Le père de Maalouf, Nassim Maalouf, soliste renommé de la musique classique européenne et arabe, a inventé la trompette à quatre pistons que jouent les deux hommes. Ibrahim a grandi en écoutant la pratique de son père. Un jour, il a demandé s'il pouvait essayer. « Mon père m'a dit : 'Si tu veux que je t'enseigne, tu seras trompettiste.' J'avais sept ans. Je ne savais pas ce que signifiait cet engagement. Il s’est rapidement montré prometteur, mais il y a eu des obstacles en cours de route. D'une part, si vous vivez avec votre professeur de trompette, vous ne pouvez pas tricher en pratiquant.

« Il m'a donné des cours tous les jours, jusqu'à l'âge de quatorze ou quinze ans », se souvient Maalouf. Par ailleurs, la vie à la maison était difficile. Il est né à Beyrouth en 1980, mais la famille a rapidement fui les violences du Liban pour la France ; la perte et le bouleversement, a-t-il dit, ont profondément affecté ses parents. Nassim était un père très strict. "Les seuls moments où il était vraiment doux, c'était quand je prenais des cours de trompette", a déclaré Maalouf. Il rit. "C'est peut-être pour ça que j'ai continué à jouer."

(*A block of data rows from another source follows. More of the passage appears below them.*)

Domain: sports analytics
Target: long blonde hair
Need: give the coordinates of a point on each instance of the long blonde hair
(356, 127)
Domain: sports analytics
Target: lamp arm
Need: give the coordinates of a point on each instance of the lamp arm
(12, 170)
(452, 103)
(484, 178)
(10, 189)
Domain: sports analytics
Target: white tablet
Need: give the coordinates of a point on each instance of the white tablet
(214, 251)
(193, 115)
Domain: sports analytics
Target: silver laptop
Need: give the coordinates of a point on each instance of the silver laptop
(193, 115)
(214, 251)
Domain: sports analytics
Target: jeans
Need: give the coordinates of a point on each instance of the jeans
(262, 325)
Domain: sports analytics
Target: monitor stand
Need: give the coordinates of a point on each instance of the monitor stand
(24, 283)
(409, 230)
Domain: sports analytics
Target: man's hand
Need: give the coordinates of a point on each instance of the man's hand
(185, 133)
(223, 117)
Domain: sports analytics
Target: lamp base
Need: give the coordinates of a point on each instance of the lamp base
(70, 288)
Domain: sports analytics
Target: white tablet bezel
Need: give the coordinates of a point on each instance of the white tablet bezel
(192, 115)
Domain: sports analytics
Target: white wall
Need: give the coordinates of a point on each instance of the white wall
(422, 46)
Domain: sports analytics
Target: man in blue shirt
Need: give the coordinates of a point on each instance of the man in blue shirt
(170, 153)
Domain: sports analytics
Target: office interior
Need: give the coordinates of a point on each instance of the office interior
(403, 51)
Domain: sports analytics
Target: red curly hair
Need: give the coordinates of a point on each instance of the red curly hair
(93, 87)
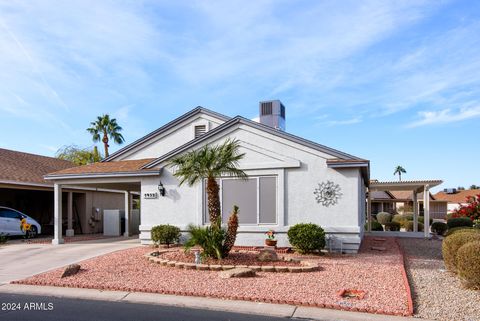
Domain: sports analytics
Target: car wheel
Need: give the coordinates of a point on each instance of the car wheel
(32, 233)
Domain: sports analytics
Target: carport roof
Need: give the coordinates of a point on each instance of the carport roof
(112, 167)
(28, 169)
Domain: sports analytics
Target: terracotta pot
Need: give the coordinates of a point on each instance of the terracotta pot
(269, 242)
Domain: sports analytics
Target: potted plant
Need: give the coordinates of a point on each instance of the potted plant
(270, 240)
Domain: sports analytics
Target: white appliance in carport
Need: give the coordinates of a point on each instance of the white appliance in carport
(112, 222)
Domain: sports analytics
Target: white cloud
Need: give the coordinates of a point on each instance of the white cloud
(446, 116)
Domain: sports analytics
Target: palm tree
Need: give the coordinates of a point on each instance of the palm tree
(399, 170)
(106, 128)
(210, 162)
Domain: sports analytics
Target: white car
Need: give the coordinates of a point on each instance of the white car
(10, 223)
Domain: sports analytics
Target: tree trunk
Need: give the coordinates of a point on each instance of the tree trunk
(213, 202)
(105, 143)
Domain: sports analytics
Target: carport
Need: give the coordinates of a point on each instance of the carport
(123, 176)
(417, 186)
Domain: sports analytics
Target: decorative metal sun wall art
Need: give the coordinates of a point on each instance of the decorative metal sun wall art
(327, 193)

Dans une triste tournure du mélodrame familial au moins aussi vieux que « The Jazz Singer », l'adoption par Maalouf d'une musique plus moderne et populaire a contribué à une aliénation entre père et fils. Pour Nassim, qui n’avait reçu aucune éducation formelle en dehors de la musique, la trompette avait été un moyen de sortir de la pauvreté rurale. "C'était son outil pour échapper à son destin", a déclaré Maalouf. "Et il s'attendait à ce que je continue exactement sa façon de jouer." Aujourd’hui, ils n’échangent que des textes occasionnels. "Nous ne sommes pas d'accord sur presque tout."

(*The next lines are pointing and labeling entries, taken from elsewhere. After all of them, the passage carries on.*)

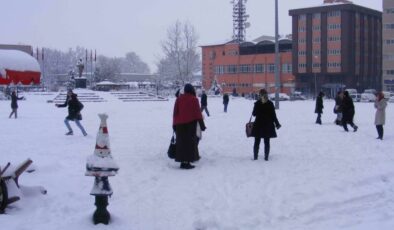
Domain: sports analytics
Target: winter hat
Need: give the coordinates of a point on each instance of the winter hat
(189, 89)
(263, 92)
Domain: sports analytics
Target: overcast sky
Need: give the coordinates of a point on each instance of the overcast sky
(115, 27)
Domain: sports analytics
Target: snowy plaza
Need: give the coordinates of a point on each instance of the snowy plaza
(318, 176)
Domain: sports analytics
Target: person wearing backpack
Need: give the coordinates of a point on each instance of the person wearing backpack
(74, 112)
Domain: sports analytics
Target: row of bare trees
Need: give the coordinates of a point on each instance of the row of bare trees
(180, 59)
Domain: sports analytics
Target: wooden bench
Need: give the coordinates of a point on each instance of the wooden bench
(6, 175)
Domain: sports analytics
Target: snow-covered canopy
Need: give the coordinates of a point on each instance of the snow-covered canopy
(18, 61)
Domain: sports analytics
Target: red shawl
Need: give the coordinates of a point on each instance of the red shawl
(186, 109)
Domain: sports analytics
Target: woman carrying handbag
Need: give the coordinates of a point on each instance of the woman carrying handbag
(264, 124)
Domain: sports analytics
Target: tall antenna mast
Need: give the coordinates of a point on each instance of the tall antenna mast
(239, 20)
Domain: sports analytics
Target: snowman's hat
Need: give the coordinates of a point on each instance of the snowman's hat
(102, 148)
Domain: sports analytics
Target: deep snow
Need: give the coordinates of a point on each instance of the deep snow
(318, 177)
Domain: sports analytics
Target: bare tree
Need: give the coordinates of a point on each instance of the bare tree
(181, 59)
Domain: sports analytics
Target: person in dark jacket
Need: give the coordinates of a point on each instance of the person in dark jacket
(204, 102)
(348, 112)
(74, 112)
(186, 115)
(319, 107)
(226, 100)
(338, 108)
(264, 124)
(380, 115)
(14, 104)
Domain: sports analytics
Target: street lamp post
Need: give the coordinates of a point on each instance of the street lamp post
(315, 73)
(277, 82)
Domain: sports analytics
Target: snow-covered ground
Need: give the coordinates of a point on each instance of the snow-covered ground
(318, 177)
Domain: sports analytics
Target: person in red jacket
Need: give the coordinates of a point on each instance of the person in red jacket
(187, 113)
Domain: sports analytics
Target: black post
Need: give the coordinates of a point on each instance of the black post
(101, 215)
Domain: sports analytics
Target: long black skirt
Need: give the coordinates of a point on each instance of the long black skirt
(186, 143)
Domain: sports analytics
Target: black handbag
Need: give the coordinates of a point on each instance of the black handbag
(172, 148)
(249, 127)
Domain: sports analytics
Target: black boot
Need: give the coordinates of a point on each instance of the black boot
(186, 165)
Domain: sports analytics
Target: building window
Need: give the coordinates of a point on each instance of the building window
(334, 26)
(316, 52)
(259, 68)
(336, 13)
(333, 64)
(245, 68)
(334, 38)
(232, 69)
(388, 42)
(302, 52)
(334, 52)
(388, 57)
(390, 72)
(302, 17)
(389, 11)
(286, 68)
(316, 65)
(301, 65)
(271, 68)
(316, 27)
(388, 26)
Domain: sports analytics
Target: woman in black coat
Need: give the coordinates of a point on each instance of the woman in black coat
(14, 104)
(74, 112)
(348, 112)
(264, 124)
(319, 107)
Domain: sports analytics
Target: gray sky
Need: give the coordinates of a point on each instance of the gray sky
(115, 27)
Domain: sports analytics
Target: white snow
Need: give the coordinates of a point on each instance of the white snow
(318, 177)
(18, 61)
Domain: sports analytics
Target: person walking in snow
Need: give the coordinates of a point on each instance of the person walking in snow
(186, 116)
(226, 100)
(348, 112)
(14, 104)
(380, 115)
(74, 112)
(319, 107)
(204, 102)
(264, 124)
(338, 108)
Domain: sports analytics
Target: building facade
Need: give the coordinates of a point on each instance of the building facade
(247, 67)
(388, 45)
(336, 46)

Le dernier album de Maalouf, « Capacité d'aimer », son dix-septième – sans compter les nombreuses musiques de films français qu'il a composées, ainsi que quelques symphonies – pourrait éloigner encore plus son père. Ouvertement polémique, il se veut une riposte musicale au nationalisme de droite qui sévit en Europe et ailleurs dans le monde. Maalouf a recruté un large éventail de collaborateurs, dont les rappeurs Pos (de De La Soul) et Erick l'Architecte ; le chanteur de jazz Gregory Porter ; des musiciens d'Amérique du Sud et d'Afrique ; et, peut-être le plus audacieux, Sharon Stone, une star de cinéma peu connue auparavant pour ses dons musicaux. Sur un morceau, sur fond orchestral lugubre et au son de la trompette de Maalouf, Stone récite un poème original, un discours en colère adressé à un homme politique américain anonyme (nous savons tous qui).

Maalouf a approché Stone, a-t-il déclaré, parce qu'il admire sa « voix forte » et sa volonté de dire ce qu'elle pense, même au risque de paraître « stupide ». Il souhaitait qu'une personnalité hollywoodienne l'aide à clôturer l'album, qui commence par un extrait audio du discours final de Charlie Chaplin dans "Le Dictateur". Le film, avec son plaidoyer en faveur de la tolérance et de la « fraternité universelle », avait marqué Maalouf lorsqu'il l'avait vu pour la première fois, au lycée, comme le seul Arabe de sa classe.